20200804

Bootstrapping 2.11BSD (no patches) from 2.11BSD pl 195

Bootstrapping 2.11BSD (original)

I've had the sources for what I think is the original 2.11BSD for some time now. However, how do I know these sources are good? That's a very good question. I have a series of tests that I'm doing to verify that the sources are consistent with what we know, or have some kind of known deviation / reconstruction when not. They had passed only the first of my many tests (they were consistent with the patches themselves, but nothing else). It was time to see if I could build what I'd made.
Click to close image, click and drag to move. Use arrow keys for next and previous.

One thing we know for sure: The 2.11BSD release happened. This means that sources for the release must be buildable, in some way. The 2.11 BSD release notes don't mention any reproducibility issues. Presumably the documented way will work. However patches 106-111 fix dozens of build issues that affected reproducibility of the build. In addition, one should be able to build twice in a row and get identical results, modulo a few binaries that encode dates and such. Experience has shown that many programs in /usr/local or /usr/new are the worst offenders. I've made the decision that if make install doesn't install it from the top level, then it won't be in the release I recreate. Though I also made the decision that building some man pages by hand was also OK to make that happen...

Part of building it twice is building it at all. In patches 158-178, the binary format of the .o files changes to accommodate longer symbol names. As a result, the binaries in the 195 image don't produce binaries that work on the unpatched release (well, the binaries themselves do, but the .o's are wrong, as are all programs that read symbols). In addition, there's issues just building everything on the 195 image: as, nm, and ld don't even build, and without those, you won't get far. In fact, the 195 assembler won't even assemble the assembler I've recreated. Since the straight forward way won't work, I thought I'd document what does.

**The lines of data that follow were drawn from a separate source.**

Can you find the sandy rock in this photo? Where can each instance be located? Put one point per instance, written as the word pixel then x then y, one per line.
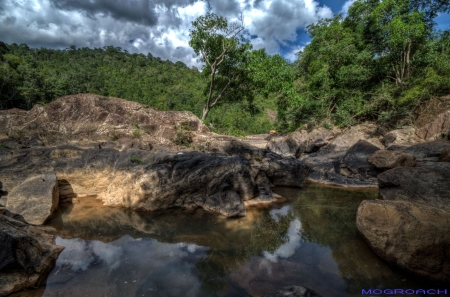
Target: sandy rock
pixel 27 254
pixel 418 185
pixel 87 118
pixel 434 129
pixel 414 237
pixel 405 136
pixel 292 145
pixel 385 159
pixel 445 155
pixel 35 199
pixel 320 137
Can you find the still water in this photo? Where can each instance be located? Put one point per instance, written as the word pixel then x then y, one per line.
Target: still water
pixel 310 240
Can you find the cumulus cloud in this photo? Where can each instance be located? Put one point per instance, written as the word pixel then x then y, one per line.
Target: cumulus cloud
pixel 160 27
pixel 288 249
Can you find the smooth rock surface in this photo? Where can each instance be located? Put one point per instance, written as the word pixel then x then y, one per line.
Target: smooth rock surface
pixel 445 155
pixel 35 199
pixel 294 291
pixel 418 185
pixel 385 159
pixel 411 236
pixel 27 254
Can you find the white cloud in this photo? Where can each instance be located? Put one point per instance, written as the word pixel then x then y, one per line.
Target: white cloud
pixel 160 27
pixel 288 249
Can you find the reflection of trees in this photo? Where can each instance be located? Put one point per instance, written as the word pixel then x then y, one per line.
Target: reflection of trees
pixel 328 217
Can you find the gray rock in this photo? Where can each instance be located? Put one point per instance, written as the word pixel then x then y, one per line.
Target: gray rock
pixel 355 160
pixel 419 185
pixel 386 159
pixel 445 155
pixel 27 254
pixel 411 236
pixel 35 199
pixel 294 291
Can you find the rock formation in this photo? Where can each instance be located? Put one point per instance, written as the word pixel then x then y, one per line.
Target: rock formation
pixel 27 254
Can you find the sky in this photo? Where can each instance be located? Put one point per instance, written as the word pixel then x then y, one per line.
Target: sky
pixel 161 27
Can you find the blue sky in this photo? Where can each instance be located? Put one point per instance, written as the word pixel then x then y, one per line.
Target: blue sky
pixel 161 27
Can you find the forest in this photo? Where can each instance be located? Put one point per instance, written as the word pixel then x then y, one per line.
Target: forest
pixel 379 62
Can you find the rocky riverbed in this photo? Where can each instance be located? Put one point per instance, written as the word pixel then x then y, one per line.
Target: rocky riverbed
pixel 137 157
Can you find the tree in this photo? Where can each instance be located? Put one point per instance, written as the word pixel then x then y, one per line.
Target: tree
pixel 224 54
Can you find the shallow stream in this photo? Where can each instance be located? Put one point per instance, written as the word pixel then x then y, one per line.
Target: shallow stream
pixel 310 240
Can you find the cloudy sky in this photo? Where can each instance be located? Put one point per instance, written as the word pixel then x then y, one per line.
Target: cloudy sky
pixel 160 27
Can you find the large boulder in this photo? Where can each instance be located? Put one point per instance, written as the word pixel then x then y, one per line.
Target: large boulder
pixel 405 136
pixel 190 180
pixel 419 185
pixel 86 118
pixel 411 236
pixel 292 145
pixel 386 159
pixel 151 180
pixel 27 254
pixel 355 160
pixel 436 128
pixel 36 198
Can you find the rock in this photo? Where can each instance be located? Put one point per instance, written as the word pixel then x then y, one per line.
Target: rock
pixel 320 137
pixel 385 159
pixel 87 118
pixel 405 136
pixel 294 291
pixel 35 199
pixel 435 129
pixel 213 182
pixel 355 160
pixel 414 237
pixel 419 185
pixel 424 152
pixel 445 155
pixel 27 254
pixel 292 145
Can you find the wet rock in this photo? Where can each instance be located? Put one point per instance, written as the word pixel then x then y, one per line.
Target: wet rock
pixel 411 236
pixel 385 159
pixel 435 129
pixel 213 182
pixel 35 199
pixel 445 155
pixel 419 185
pixel 294 291
pixel 27 254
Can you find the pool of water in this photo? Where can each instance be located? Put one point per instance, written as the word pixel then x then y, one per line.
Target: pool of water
pixel 310 240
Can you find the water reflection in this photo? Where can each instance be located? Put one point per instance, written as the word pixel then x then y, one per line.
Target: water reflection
pixel 311 241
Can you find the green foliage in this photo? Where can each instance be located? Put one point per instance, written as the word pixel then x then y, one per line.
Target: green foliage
pixel 183 138
pixel 136 160
pixel 137 133
pixel 378 62
pixel 39 76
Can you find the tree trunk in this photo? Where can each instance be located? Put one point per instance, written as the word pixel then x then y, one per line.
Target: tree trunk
pixel 205 113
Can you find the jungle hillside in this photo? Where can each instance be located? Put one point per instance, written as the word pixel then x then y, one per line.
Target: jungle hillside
pixel 380 62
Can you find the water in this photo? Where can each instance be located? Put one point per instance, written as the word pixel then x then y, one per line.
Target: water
pixel 311 240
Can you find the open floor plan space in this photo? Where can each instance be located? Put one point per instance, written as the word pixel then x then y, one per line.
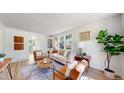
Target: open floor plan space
pixel 61 46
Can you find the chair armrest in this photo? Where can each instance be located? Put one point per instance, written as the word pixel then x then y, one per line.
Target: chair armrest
pixel 66 77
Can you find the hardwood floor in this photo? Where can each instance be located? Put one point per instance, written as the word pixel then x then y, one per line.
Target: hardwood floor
pixel 91 73
pixel 96 74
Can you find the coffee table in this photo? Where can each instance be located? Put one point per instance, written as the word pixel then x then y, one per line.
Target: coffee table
pixel 45 63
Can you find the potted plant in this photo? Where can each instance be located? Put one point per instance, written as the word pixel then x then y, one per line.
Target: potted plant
pixel 113 45
pixel 2 55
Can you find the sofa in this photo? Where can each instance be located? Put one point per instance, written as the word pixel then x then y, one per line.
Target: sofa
pixel 58 55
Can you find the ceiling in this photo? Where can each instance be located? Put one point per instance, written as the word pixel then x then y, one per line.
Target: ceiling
pixel 49 23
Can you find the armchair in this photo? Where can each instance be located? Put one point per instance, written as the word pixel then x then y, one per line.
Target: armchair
pixel 38 55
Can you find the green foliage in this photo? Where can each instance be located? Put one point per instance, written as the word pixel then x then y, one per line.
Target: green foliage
pixel 113 44
pixel 2 55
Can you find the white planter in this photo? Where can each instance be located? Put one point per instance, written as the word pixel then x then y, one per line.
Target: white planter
pixel 1 59
pixel 109 74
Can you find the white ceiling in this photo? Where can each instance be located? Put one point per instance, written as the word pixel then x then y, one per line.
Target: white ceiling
pixel 49 23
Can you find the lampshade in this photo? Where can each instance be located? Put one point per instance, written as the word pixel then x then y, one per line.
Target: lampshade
pixel 80 45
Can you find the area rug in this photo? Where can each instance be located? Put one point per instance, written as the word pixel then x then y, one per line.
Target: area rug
pixel 32 72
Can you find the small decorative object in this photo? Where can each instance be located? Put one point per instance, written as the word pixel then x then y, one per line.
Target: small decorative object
pixel 69 41
pixel 61 42
pixel 2 55
pixel 18 43
pixel 113 45
pixel 55 43
pixel 84 54
pixel 85 36
pixel 50 43
pixel 31 45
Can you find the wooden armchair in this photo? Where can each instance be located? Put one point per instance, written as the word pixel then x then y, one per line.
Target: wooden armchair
pixel 75 73
pixel 38 55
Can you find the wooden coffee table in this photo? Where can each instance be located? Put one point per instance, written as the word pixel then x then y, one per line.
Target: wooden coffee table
pixel 45 63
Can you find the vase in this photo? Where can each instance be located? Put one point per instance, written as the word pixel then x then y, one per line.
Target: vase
pixel 109 73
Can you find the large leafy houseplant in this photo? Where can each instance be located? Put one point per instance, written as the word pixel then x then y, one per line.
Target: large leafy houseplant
pixel 113 45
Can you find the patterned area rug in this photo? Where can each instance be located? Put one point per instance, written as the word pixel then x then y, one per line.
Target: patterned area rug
pixel 32 72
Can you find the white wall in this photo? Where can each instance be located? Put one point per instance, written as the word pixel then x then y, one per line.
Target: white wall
pixel 1 37
pixel 23 54
pixel 93 49
pixel 122 56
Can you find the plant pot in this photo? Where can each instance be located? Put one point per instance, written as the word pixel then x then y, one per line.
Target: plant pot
pixel 109 73
pixel 1 59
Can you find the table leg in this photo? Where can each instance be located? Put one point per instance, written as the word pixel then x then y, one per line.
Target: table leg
pixel 9 70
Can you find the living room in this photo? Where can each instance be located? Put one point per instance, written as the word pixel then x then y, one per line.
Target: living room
pixel 52 32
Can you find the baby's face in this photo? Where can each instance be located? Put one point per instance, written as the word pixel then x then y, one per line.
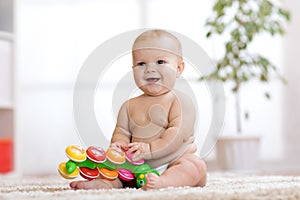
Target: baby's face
pixel 155 71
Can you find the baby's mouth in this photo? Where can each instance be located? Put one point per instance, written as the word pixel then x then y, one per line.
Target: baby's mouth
pixel 152 80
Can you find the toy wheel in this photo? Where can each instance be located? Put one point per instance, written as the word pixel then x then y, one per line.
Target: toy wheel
pixel 108 174
pixel 129 158
pixel 96 154
pixel 125 175
pixel 115 156
pixel 76 153
pixel 88 173
pixel 64 173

For a background on the toolchains, please see an earlier blog post. It goes over all the basics of toolchains, which I assume people are familiar with.

Bootstrapping as

So, we have to bootstrap the assembler. The 2.11pl195 assembler won't assemble it properly. The v7 assembler will. However, building it on a v7 system isn't the solution: the resulting binaries won't run on the 2.11BSD system. The system call format changed with 2.11BSD, so even the 2.10BSD binaries won't run. One advantage, though, of either the 2.11BSD or the V7 assembler is that it will run under apout.

Apout is a tool that the unix-1972 crowd over at tuhs created to run PDP-11 binaries on modern hardware. It doesn't implement all the system calls. The C compiler which forks other things won't run, for example. However, the assembler will. And the loader. And cpp. Why's the last one important? Well, if we have cpp, then we can assemble the 2.11BSD system call glue in libc.

The assembler is written in fairly low-level code. It calls half a dozen system calls, so this is easy, right? For the system calls, one needed only cpp and the assembler to create them. However, there's one other function it calls: signal. Signal used to be a system call when as was written. In 2BSD, Berkeley reworked how signals worked, so they created a compatibility shim written in C for the old way. That presents a problem... Getting the C compiler going was a lot of effort because it was so many passes and I'd have to string them all together by hand. My solution was to look at the sources and notice that it was just called to register an atexit function to cleanup tmp files when SIGINT was received. This is important for real, old-school PDP-11 hardware that measured the speed in hundreds of thousands of operations a second (or worse!). It would mean that ^C would clean up the temp files. But for bootstrapping? It's not really needed. So I created a .s file that was just '_signal: rts pc', which does nothing but satisfy linkage...

To make things simple, I used ld's partial link functionality to link all the .o's together to create a bootstrap.o. This took the place of libc. So I was able to bootstrap the assembler using the V7 as and ld binaries as well as the 2.11BSD cpp binary to pre-process the 2.11 sources. I did this twice, once for each pass of the assembler. I added the code to the script that I use to create the 2.11BSD (original) tree. This script took care of copying the results into the 2.11BSD tree. It was able to assemble itself, so on to the next step.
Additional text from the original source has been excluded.